日本J1選手権決定トーナメント準決勝
(97年12月23日 上田馬之助君を激励するプロレス大会 東京・後楽園ホール)
荒谷(ムーンサルトプレス2連発からの体固め)北原
(荒谷は98年1月14日に行われる決勝戦で天龍対北尾戦の勝者と対戦する)
▲88年4月21日に撮影したデビューしてまもなくの北原(デビュー戦は88年4月8日)。シューティング流の動きを全て封印していた頃だ。
▲90年3月24日に撮影したカルガリー遠征を終了し、帰国第1戦を闘う北原。この試合タッグパートナーの三沢(当時タイガーマスク)に見捨てられてしまい、後半ローンバトルとなった。

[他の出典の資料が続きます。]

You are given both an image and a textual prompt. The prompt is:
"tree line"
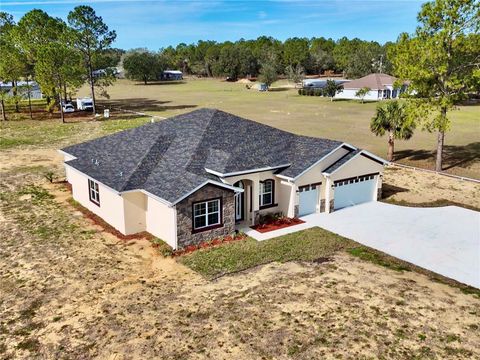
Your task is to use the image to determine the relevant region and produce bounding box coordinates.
[0,6,123,121]
[123,36,393,82]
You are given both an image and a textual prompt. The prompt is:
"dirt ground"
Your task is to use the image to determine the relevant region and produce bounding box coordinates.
[0,149,480,360]
[383,167,480,208]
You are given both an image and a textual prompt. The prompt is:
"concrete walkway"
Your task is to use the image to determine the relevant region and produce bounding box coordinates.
[242,202,480,288]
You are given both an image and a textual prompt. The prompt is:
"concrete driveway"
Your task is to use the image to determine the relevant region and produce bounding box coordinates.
[304,202,480,288]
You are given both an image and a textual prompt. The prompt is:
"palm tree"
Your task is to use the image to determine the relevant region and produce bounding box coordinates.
[370,100,415,161]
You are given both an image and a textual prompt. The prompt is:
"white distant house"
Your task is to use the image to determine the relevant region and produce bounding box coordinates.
[161,70,183,80]
[335,73,408,101]
[0,81,43,99]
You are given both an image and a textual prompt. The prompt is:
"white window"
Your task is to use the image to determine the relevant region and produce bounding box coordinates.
[88,179,100,206]
[193,199,221,230]
[260,180,273,206]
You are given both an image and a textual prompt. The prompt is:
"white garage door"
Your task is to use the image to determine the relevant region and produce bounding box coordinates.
[298,185,318,216]
[334,175,377,209]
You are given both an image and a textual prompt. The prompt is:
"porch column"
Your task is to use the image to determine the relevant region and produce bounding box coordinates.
[325,177,333,214]
[251,179,260,225]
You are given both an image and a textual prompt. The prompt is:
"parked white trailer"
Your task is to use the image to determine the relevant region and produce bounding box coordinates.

北原である。応援するのであれば、荒谷じゃない、断然北原である。理由は簡単だ、ずーっと見てきているからである。デビュー直後に全日プロには珍しいシューティング経験者だと言うので期待して試合を見たら、全くそれらしい動きをしなかった頃も、カルガリーから帰ってきたのに、帰国第1戦で三沢(当時タイガーマスク)に見捨てられてしまった時も、SWSへ移った当初に敢えて飛び技で勝負していた頃も、サムソン冬木とのチームでWWFへ遠征しようとしたけれども、ビザが下りなくて結局遠征できなかった頃も、維新力や折原をボコボコにしたけれどもハクを相手にすると弱くなっちゃったのも、超龍軍も、定着しなかった「コブラストラングル」も、阿修羅原の復帰戦が行われた長岡でふたが閉まらなくなったタクシーのトランクを見て笑っていたのも、WAR旗揚げ第1戦で折原にパワーボムを放ったら天龍に思いっきり顔面を蹴り上げられたのも、それからそれからと……。
▲92年4月16日のSWS南足柄大会で見せたコブラストラングル。同時期にカルガリーへ遠征していた佐々木健介の「ストラングルホールド」と同様にカルガリーで会得したものと言われた。
とにかくだ、10年弱の間北原を見てきたわけである。それに比べると、荒谷に関しちゃまだまだチョボチョボなのだ。その上北原ときたら全日同期の小橋健太はすでに全日本三冠王座を経験済みだし、カルガリー同期の佐々木健介は現在新日本IWGP王者である。とならば、ここいらで一発ガンッとやって欲しいのである。なんと言ってもこの10年、北原は期待に沿った事が「例外」と言えるほどに期待に背いてきたのでもある(「例外」:WAR−UWFインターの対抗戦では役割を果たしのだ)。
さて、今回の荒谷戦を迎える直前に北原は所属するWARからの離脱を宣言している。ところがこの報道は東京スポーツで小さく取り上げられたばかりだし、週刊誌の発行ペースも23日の試合までにこれについて取り上げる時期ではなかった。おまけに、その宣言以降に
WAR公式Webサイトに発表された98年1月シリーズの対戦カード
では嵐、荒谷、太刀光とまんべんなくWAR勢とチームを組む事にすらなっている(97年122月23日時点)。一体どうなっているのだ?北原らしい宙ぶらりんと言えば、いつも通りではあるが。
宙ぶらりんで迎えた試合、はやる荒谷は北原がコールされる前に突進した。ところが、北原は受けるばかりで反撃を見せない。やはり、いろいろとゴタゴタがあったりしてやる気をもてないままに今日を迎えてしまっただろうか?序盤から場外戦へ。さてどうなる。